In the current age of electronics, it can be tough to make sure kids are getting the exercise they need. It doesn’t always work to just send them outside to play; they often need a little more motivation and structure to lure them away from the television or iPad.
Krista Migliore, DO, orthopedic surgeon with Kettering Health Network, recommends making exercise a family activity. “Go for a bike ride—you can rent bikes if you don’t have one—or go to the park for a hike. Something that works well for my family is to go to a trail with playgrounds; kids can play at one playground, then you can walk or bike together to the next playground.”
Some other activity recommendations for family exercise include:
- Swimming—either indoor or outdoor, depending on the season
- Kicking a soccer ball together
- Playing basketball at a local park or YMCA
- Learning tennis together
What about organized sports?
Involving kids in sports can be a great way to ensure they’re getting adequate physical activity. However, Dr. Migliore says, “Kids shouldn’t play aggressive sports year-round; they do need a break.” Additionally, if children jump back into fall sports after a full break from activity in the summer, they need proper training and conditioning to minimize risk of overuse injuries.

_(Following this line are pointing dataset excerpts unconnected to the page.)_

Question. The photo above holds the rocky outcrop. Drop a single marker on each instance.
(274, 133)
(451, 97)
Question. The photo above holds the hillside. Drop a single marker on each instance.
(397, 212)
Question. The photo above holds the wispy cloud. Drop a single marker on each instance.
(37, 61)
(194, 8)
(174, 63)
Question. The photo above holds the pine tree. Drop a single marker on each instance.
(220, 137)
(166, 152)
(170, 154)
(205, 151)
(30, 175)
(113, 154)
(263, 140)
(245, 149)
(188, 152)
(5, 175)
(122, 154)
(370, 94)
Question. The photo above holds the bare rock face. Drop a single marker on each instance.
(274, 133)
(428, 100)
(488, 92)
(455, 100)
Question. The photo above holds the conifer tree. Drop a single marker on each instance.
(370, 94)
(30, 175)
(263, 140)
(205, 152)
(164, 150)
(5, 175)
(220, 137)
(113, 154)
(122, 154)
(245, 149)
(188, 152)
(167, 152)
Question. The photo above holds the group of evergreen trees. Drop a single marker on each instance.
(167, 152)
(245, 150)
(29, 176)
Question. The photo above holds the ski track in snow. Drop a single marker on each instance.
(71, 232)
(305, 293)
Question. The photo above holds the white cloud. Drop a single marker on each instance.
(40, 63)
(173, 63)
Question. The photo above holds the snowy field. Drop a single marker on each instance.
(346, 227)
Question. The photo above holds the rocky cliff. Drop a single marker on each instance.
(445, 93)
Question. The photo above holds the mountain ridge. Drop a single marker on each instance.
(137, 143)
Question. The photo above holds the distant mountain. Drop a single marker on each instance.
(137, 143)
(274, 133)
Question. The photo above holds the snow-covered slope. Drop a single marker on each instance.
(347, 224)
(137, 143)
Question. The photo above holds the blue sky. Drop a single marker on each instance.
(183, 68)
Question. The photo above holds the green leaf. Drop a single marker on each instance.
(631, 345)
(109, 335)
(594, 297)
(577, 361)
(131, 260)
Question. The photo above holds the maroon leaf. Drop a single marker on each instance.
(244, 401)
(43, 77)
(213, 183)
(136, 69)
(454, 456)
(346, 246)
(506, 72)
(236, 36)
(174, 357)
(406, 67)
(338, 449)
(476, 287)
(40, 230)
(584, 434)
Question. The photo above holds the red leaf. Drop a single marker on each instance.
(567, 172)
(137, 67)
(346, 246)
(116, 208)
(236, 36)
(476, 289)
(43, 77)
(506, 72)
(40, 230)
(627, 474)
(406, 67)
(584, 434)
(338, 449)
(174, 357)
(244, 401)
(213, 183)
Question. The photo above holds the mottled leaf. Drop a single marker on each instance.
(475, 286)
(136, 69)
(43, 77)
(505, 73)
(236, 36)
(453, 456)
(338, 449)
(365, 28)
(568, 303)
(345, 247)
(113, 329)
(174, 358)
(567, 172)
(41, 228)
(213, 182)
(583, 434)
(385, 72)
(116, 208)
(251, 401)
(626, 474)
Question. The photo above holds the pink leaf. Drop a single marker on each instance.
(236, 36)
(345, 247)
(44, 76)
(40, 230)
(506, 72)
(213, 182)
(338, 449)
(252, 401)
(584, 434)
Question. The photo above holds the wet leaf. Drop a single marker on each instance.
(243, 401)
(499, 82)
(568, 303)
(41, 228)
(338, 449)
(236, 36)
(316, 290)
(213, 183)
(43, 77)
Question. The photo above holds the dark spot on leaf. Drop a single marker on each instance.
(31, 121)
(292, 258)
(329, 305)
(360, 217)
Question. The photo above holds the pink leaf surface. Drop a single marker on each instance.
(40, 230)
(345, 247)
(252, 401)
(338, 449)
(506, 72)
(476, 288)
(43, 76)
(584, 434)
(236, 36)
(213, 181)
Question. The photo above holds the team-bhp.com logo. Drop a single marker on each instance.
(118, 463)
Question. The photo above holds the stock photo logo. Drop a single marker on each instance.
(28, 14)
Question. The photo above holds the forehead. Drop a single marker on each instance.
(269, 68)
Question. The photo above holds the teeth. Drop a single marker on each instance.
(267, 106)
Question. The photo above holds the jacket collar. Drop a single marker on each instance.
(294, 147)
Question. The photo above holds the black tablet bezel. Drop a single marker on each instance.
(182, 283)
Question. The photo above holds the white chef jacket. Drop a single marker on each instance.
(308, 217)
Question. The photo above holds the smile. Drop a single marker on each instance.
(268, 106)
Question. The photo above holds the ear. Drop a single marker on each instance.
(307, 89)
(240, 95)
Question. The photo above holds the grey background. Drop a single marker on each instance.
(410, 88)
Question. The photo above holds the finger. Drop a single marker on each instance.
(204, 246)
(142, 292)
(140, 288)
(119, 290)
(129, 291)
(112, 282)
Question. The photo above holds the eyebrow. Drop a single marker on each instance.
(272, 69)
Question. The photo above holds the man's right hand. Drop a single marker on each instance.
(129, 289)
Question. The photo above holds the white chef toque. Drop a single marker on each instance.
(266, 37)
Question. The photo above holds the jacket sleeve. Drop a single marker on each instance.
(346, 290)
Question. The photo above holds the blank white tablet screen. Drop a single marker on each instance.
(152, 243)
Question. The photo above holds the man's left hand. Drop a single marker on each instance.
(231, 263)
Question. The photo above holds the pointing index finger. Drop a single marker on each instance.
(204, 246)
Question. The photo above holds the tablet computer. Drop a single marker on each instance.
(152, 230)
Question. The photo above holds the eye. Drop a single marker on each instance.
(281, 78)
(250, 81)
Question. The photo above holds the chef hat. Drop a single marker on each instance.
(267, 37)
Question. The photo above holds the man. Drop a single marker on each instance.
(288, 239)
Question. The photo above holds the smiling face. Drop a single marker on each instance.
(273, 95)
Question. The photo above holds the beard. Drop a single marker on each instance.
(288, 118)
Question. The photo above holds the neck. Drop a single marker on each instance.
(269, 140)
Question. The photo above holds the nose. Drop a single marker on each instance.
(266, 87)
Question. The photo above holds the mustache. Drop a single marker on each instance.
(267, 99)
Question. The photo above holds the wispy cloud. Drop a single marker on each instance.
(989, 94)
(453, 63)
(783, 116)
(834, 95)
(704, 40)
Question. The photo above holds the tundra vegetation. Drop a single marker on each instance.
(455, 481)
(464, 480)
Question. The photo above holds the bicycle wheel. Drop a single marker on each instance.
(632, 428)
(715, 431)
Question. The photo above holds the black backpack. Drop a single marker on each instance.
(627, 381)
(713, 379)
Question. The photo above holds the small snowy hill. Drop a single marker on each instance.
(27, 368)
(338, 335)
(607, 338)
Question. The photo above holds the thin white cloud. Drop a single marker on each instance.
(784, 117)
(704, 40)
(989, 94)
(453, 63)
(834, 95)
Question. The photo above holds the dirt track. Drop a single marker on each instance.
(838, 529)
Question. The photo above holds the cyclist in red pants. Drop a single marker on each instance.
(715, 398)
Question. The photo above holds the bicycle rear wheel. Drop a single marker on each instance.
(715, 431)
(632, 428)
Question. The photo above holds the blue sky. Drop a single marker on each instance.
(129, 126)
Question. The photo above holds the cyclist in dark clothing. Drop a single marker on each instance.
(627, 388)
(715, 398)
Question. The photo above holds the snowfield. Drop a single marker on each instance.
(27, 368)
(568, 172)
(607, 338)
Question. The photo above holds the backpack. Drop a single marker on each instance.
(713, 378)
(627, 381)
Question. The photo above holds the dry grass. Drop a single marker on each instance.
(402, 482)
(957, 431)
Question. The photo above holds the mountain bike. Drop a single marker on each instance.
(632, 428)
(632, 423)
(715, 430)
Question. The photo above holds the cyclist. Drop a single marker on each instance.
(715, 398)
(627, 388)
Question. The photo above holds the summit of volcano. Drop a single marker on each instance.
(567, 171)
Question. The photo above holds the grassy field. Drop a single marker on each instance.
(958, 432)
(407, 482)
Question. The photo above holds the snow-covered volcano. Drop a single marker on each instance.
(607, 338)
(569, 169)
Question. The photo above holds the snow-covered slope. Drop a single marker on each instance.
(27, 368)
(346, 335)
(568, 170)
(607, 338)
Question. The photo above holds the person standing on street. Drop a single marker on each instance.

Current recommendations are to incorporate 20 minutes per day of physical activity, including walking, stretching, and low-impact activities, or three days per week of more aggressive activity. “It can be something like jumping jacks in the living room, or running in place. You just want to get your heart rate up a little bit,” says. Dr. Migliore.
Teaching your children about exercise starts with setting the example. Whether you’re a weekend warrior yourself or the parent of a youth athlete, Kettering Health Network Sports Medicine is committed to improving health.